All acylation reactions were performed in a dried and argon flushed round bottom flask. The reaction’s progress was routinely monitored by analytical thin-layer chromatography (TLC) using a pre-coated silica gel glass plates. The products were identified and analyzed using IR, 1H NMR, and 13C NMR. The 1H NMR spectra were recorded on a Varian 600 MHz spectrometer (Agilent Technologies, Santa Clara, CA, USA.).
The 13C NMR spectra were recorded on a Varian 150 MHz spectrometer (Agilent Technologies, Santa Clara, CA, USA.) using CDCl3 as reference solvent.

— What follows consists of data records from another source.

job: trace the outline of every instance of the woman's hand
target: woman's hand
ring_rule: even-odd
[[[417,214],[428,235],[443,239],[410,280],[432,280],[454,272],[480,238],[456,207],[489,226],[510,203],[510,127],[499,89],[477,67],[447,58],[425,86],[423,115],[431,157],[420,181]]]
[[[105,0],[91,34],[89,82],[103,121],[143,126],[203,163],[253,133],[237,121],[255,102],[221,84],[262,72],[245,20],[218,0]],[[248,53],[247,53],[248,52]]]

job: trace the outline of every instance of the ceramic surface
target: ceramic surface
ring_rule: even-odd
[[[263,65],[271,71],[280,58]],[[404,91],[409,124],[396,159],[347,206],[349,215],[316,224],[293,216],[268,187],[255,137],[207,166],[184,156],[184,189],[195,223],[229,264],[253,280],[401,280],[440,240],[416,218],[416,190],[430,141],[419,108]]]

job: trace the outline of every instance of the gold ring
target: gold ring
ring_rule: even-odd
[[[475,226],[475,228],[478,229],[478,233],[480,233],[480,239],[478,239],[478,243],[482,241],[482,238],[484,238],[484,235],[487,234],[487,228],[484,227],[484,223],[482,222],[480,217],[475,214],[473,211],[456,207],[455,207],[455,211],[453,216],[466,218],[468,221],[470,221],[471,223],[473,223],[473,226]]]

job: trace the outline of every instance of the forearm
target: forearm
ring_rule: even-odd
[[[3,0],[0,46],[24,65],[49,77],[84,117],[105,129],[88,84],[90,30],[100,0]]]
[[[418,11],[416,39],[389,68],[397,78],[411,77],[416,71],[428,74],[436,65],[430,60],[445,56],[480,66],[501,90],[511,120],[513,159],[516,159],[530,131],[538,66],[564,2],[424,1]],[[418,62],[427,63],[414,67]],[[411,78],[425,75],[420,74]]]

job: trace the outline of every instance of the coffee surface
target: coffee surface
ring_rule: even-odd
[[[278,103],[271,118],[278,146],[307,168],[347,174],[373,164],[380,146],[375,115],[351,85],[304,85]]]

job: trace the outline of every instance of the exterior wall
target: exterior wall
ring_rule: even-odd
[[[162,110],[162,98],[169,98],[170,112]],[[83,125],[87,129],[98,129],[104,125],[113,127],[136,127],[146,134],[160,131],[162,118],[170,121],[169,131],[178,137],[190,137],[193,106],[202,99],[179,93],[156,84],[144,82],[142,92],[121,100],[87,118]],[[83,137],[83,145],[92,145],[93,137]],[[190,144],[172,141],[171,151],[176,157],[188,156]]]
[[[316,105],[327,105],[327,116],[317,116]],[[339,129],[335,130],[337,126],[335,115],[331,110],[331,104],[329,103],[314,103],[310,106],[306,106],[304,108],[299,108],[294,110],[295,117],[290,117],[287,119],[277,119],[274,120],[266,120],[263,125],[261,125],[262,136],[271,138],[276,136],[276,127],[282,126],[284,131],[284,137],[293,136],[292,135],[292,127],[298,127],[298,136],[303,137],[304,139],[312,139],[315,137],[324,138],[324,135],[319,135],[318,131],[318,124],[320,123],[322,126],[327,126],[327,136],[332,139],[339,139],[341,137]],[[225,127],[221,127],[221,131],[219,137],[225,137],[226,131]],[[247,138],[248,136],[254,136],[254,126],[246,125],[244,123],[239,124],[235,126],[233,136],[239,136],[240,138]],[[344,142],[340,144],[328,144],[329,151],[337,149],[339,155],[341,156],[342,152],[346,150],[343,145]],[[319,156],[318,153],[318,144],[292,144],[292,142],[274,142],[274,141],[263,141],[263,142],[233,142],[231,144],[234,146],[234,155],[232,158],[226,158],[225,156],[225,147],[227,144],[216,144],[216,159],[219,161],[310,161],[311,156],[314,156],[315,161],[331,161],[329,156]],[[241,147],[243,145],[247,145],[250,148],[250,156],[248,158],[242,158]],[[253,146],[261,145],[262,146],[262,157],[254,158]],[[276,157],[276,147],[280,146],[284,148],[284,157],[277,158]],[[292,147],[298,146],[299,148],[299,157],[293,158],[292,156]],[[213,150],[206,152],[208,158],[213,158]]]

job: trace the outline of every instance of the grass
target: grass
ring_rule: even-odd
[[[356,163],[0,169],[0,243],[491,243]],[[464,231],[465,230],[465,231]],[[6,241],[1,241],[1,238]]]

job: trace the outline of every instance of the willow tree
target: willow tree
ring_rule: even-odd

3.2. Typical Experimental Procedure for O-Acetylation of Alcohols with Acetic Anhydride
An oven-dried and argon flushed 10 mL round-bottom flask was charged with Phenol (47.1 mg, 0.50 mmol, 1.0 equiv.) and acetic anhydride (0.19 mL, 2.0 mmol, 4.0 equiv.). To this mixture, tetrakis(acetonitrile)copper(I) triflate (1.9 mg, 0.005 mmol, 1 mol %) was added. The reaction mixture was stirred at room temperature and monitored by TLC. When the reaction was complete, the excess acetic anhydride was decomposed with saturated aqueous NaHCO3 (2 mL) and stirred for 45 min. The resulting reaction mixture was directly introduced onto a short SiO2 column and purified by flash column chromatography (6/1, hexanes/ethyl acetate) to afford the phenyl acetate as pale yellow oil.
3.3. Typical Experimental Procedure for O-Acylation of Alcohols with Isobutyric Anhydride
An oven-dried and argon flushed 10 mL round-bottom flask was charged with phenol (47.1 mg, 0.50 mmol, 1.0 equiv.) and isobutyric anhydride (0.3 mL, 2.0 mmol, 4.0 equiv.). To this mixture, tetrakis(acetonitrile)copper(I) triflate (1.9 mg, 0.005 mmol, 1 mol %) was added. The reaction mixture was stirred at room temperature and monitored by TLC. When the reaction was complete, methanol (3 mL) was added and heated at 50 °C for 3 h. The resulting reaction mixture was concentrated in vacuo and purified by flash column chromatography (7/1, hexanes/ethyl acetate) to afford the phenyl isobutyrate as a pale yellow oil.